Maverik Lacrosse, Inc.
- Type: Subsidiary
- Industry: Sporting goods
- Founded: 2005
- Founders: John Gagliardi and Jay Jalbert
- Headquarters: New York City, New York
- Area served: United States
- Products: Apparel, Sports equipment
- Parent: Bauer Performance Sports Ltd.
- Website: cascademaverik.com

= Maverik Lacrosse =

Manufacturer of lacrosse equipment and apparel

Maverik Lacrosse manufactures lacrosse equipment and apparel, based in New York City.
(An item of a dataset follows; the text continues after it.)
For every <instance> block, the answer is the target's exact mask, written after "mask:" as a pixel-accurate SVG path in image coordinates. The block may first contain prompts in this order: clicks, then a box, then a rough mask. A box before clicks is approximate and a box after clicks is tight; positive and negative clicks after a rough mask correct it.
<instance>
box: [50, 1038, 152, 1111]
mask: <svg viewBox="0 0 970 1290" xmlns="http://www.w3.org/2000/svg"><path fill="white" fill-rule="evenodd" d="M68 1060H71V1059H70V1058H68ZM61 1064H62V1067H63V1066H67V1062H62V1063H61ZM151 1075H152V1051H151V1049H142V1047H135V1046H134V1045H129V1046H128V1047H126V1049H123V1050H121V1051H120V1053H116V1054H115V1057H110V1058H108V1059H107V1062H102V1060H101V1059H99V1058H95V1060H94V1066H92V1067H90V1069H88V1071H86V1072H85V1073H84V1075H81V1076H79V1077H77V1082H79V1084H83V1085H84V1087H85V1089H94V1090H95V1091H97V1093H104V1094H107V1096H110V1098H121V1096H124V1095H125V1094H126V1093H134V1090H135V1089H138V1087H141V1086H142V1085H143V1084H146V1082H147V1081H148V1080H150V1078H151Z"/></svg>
The company was founded by professional lacrosse players John Gagliardi and Jay Jalbert.

Maverik Lacrosse was acquired on June 3, 2010, by Private Equity group Kohlberg & Co. for an undisclosed sum.

== History ==
Maverick was founded in 2005 by professional lacrosse player John Gagliardi.
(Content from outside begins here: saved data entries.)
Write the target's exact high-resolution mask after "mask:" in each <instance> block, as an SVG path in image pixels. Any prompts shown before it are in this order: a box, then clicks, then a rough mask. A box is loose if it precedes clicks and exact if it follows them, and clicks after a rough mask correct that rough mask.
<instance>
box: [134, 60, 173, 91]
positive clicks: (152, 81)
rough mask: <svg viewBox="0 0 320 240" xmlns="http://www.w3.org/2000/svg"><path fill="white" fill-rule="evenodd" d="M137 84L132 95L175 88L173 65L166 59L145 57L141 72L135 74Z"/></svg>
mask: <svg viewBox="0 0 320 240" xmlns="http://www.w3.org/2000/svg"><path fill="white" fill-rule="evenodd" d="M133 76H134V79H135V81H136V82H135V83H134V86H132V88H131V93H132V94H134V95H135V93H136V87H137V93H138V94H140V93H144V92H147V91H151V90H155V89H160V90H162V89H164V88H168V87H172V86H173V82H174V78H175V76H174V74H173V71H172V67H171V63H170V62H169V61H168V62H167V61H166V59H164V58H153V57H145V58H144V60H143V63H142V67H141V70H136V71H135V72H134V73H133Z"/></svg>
In 2010, Kohlberg Sports Group brought Maverik, Bauer, and Mission Roller Hockey together as one entity under the name, Bauer Performance Sports Ld. In January 2011, Bauer Performance Sports Ltd went public.
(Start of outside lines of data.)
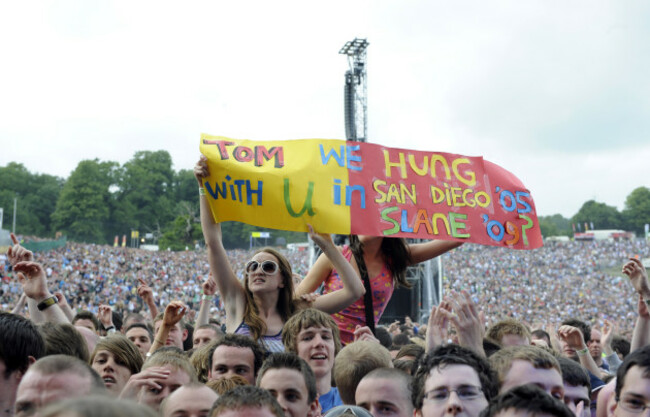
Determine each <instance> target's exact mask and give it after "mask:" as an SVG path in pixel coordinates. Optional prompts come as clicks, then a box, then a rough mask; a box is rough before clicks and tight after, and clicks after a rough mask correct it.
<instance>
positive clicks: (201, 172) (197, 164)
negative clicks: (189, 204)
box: [194, 155, 210, 187]
mask: <svg viewBox="0 0 650 417" xmlns="http://www.w3.org/2000/svg"><path fill="white" fill-rule="evenodd" d="M209 175H210V172H209V171H208V158H207V157H206V156H205V155H201V157H200V158H199V162H197V163H196V165H194V177H195V178H196V180H197V181H198V182H199V187H202V186H203V180H205V179H206V178H207V177H208V176H209Z"/></svg>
In October 2016, Performance Sports Group filed for bankruptcy. In January 2017, PSG reached an agreement with Sagard Capital Partners and Fairfax Financial Holdings Ltd to sell its assets for $575 million, including Maverik.

== Partnership ==
In 2020, Maverik teamed up with the US Lacrosse and the National Teams Program to offer gear to athletes. The company has also joined the University of Maryland, College Park men's lacrosse team.